The uniform of the Order of the Sworn of Anshen is (for masters) dark grey leggings, a linen shirt, a blue-grey sleeveless tunic with the sign of Anshen (a winged flame) in red on a black oval front center, and a grey cloak with red lining worn out of doors. Journeymen (aspirant members) wear much the same, but they aren't entitled to the sign yet and have no lining to their cloak.
On any occasion where nobles and other high-class people want to impress their peers: knitted or sewed hose for men, as tight as you dare; a gathered or padded jacket, often with slit sleeves where the open-work or embroidered sleeves of the undershirt show through; a small cap with large feathers or an elaborately draped hood; pointed shoes, though never so extravagant as to impede movement. For women: a full-skirted, long-sleeved or sleeveless dress with a fine linen shirt underneath, embroidered or better still with a fine (usually floral) pattern woven in. All of this in very bright and flamboyant colours, except the shirts which are usually white or off-white. In Essle, fashions are a bit more daring than in Valdis, and in Valdis (at least at court) they're more daring than elsewhere. In recent years Turenay has become a leading place for fashion because of the presence of some very good dressmakers.
Linen for all seasons, wool in winter, leather to withstand weather or heavy use, hempen cloth for coarse labourer's tunics. Cotton and silk have to be imported from Iss-Peran and are uncommon and expensive.
Long hair is more common on women than on men, and men with long hair usually wear it in a pony-tail or a single plait. Lately, shoulder-length hair has become fashionable for men in court circles. Women can cut their hair if they like; there's no religious or cultural restriction against it.
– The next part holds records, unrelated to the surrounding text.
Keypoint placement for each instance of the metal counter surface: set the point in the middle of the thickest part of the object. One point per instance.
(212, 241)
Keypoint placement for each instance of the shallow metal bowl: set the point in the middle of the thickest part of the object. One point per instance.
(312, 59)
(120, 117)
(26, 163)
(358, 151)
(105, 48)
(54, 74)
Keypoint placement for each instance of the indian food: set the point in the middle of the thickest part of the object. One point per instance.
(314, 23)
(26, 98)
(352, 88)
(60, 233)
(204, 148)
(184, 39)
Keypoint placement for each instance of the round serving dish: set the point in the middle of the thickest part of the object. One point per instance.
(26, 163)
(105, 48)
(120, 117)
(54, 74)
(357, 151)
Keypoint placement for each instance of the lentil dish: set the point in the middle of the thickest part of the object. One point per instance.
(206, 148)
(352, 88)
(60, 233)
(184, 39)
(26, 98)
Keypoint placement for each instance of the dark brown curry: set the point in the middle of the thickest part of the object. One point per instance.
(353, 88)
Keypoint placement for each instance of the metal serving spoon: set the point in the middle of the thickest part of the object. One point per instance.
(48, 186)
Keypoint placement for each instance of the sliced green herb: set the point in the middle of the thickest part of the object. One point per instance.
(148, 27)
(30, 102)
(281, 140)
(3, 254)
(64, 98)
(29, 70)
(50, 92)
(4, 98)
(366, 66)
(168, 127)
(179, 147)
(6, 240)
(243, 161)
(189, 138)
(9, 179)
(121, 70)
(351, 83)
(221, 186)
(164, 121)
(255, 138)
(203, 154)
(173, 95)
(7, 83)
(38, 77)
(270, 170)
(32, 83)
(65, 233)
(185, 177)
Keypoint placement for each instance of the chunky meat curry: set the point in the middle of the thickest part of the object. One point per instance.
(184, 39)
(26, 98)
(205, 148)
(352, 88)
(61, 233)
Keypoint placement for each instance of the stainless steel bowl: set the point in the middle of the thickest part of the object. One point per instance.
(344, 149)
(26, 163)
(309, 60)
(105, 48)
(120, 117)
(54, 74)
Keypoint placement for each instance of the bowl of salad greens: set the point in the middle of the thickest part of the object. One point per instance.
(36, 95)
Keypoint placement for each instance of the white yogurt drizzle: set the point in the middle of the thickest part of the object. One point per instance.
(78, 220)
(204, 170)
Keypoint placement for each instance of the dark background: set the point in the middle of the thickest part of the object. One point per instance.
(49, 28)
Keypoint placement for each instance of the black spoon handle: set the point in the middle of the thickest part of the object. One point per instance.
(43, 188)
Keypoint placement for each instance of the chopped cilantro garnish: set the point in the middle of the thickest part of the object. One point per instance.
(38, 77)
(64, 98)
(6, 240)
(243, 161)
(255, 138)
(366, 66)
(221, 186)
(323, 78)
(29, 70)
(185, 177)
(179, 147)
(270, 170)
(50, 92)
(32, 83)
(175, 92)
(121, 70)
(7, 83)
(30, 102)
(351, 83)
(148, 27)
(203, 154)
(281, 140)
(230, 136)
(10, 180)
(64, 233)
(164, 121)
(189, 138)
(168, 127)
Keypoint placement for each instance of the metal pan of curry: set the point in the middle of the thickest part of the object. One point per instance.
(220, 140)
If a girl or woman has long hair, she's likely to wear it in two or three braids, more if her hair is very thick, or in a more or less elaborate knot or bun on the back of her head. Priestesses of Naigha let their hair grow to its natural length and wear it in a braid over one shoulder.
Beards and moustaches are only worn in combination (unless someone can't manage to grow a moustache), usually neatly trimmed. A long beard is associated with old men and scholars, a bushy beard with 'outdoor' professions.